Menurutnya, berbagai program strategis pemerintah, termasuk Program Hasil Terbaik Cepat (quick win) Presiden Prabowo Subianto, perlu disambut secara aktif agar manfaatnya dapat dirasakan lebih luas oleh masyarakat Papua.
“Program cepat dari Bapak Presiden untuk menghasilkan ini perlu dijemput,” ujarnya dalam sesi panel Konferensi Analisis Papua Strategis Ketiga di Papua Youth Creative Hub, Jayapura, Papua, Jumat (29/5/2026).
Ia mencontohkan program Makan Bergizi Gratis (MBG) yang dinilai tidak hanya berdampak pada pemenuhan gizi masyarakat, tetapi juga mampu menggerakkan sektor pertanian, perikanan, hingga usaha lokal.
“Programnya bukan hanya untuk memberikan makan ... , tetapi bagaimana sih pertaniannya itu bisa dibeli oleh dapur MBG, perikanan [juga bisa terlibat]. Pokoknya semua ada efek berantainya [yang sangat besar],” katanya.
Dalam kesempatan tersebut, Ribka juga menyoroti sejumlah tantangan pembangunan di Papua, terutama terkait tingkat kemiskinan dan kemiskinan ekstrem yang masih berada di atas rata-rata nasional berdasarkan data Badan Pusat Statistik (BPS).

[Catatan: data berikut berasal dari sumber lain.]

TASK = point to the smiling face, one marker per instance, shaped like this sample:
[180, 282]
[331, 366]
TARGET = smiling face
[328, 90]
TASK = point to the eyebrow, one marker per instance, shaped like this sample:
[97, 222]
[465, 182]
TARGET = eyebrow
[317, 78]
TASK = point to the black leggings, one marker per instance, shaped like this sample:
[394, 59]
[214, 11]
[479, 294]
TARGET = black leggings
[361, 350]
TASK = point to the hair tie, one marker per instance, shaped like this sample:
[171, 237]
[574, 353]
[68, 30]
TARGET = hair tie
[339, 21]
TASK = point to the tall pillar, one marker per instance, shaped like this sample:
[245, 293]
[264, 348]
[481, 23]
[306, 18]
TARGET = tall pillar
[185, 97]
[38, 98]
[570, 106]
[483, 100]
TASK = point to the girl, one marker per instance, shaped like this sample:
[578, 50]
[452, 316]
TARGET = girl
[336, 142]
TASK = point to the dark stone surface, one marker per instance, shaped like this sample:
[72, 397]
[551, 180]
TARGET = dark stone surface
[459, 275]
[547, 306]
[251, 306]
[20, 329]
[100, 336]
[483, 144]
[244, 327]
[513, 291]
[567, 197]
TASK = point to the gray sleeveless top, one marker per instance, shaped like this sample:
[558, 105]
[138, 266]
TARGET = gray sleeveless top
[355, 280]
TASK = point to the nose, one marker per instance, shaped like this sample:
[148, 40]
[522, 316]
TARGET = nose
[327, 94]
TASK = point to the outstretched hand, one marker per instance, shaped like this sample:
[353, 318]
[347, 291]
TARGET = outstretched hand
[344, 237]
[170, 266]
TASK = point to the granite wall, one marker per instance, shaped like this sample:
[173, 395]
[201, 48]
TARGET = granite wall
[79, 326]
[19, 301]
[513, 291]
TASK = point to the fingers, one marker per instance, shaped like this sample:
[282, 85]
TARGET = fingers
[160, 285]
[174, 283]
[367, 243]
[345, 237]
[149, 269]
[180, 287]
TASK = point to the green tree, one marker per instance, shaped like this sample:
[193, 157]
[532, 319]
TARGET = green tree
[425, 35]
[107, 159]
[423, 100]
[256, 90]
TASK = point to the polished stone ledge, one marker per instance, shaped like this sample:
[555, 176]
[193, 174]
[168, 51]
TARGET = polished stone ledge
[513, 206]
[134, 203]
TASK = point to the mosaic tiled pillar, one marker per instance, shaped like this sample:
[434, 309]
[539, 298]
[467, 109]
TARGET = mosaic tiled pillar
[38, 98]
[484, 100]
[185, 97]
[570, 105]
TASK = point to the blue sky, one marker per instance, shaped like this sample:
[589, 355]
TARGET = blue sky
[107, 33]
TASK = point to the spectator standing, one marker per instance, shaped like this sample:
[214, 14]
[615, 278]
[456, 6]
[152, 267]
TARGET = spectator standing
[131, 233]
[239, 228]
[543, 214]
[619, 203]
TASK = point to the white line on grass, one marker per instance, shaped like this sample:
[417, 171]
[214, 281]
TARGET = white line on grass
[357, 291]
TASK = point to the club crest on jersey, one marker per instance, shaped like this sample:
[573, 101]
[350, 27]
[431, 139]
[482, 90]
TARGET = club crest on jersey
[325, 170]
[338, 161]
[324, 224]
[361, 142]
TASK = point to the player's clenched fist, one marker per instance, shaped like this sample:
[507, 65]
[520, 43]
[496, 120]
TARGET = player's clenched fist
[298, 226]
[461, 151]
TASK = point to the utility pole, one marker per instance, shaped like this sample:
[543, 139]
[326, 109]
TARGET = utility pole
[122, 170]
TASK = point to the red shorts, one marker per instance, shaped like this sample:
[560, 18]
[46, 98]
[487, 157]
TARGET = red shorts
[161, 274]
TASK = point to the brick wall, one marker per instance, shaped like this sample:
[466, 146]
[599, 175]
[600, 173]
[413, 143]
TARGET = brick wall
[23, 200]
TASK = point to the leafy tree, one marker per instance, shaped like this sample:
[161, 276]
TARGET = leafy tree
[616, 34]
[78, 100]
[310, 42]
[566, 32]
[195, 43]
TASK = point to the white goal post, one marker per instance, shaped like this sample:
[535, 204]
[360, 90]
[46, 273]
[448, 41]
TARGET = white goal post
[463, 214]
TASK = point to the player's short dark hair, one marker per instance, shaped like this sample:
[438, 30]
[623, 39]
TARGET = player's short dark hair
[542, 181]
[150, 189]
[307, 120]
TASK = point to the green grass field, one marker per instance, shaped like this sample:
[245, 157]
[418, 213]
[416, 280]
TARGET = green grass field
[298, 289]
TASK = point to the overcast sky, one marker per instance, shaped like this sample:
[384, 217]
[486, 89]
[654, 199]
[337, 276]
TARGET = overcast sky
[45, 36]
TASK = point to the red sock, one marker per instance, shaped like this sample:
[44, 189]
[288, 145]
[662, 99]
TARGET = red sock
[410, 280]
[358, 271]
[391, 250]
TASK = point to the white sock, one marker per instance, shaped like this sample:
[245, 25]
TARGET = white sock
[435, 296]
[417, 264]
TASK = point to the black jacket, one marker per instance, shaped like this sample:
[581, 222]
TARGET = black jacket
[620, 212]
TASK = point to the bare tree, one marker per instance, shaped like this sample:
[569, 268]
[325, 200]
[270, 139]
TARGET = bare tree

Menurutnya, kondisi tersebut menjadi pekerjaan rumah bersama yang perlu diselesaikan melalui kolaborasi antara pemerintah pusat, pemerintah daerah (Pemda), dan seluruh elemen masyarakat di Papua.
“Ini semua PR kita yang harus dikerjakan bersama,” ujarnya.
Karena itu, Ribka menekankan pentingnya penguatan pelaksanaan Otonomi Khusus (Otsus) Papua agar benar-benar mampu menghadirkan pelindungan, pemberdayaan, dan kesejahteraan bagi Orang Asli Papua (OAP).
Ia mengatakan, pemerintah pusat terus mendorong evaluasi dan penguatan tata kelola Otsus, termasuk dalam aspek regulasi dan keberpihakan kebijakan kepada masyarakat Papua.
Selain itu, Ribka juga mengajak seluruh unsur daerah, mulai dari Pemda, Majelis Rakyat Papua (MRP), DPR Papua, tokoh adat, tokoh agama, hingga komunitas masyarakat untuk memperkuat sinergi dalam mengawal pembangunan Papua ke depan.
Dalam konteks tersebut, Ribka menyinggung arah pembangunan nasional menuju Indonesia Emas 2045. Menurutnya, Papua perlu mempersiapkan diri sejak sekarang agar mampu mengambil peran dalam proses transformasi Indonesia menjadi negara maju.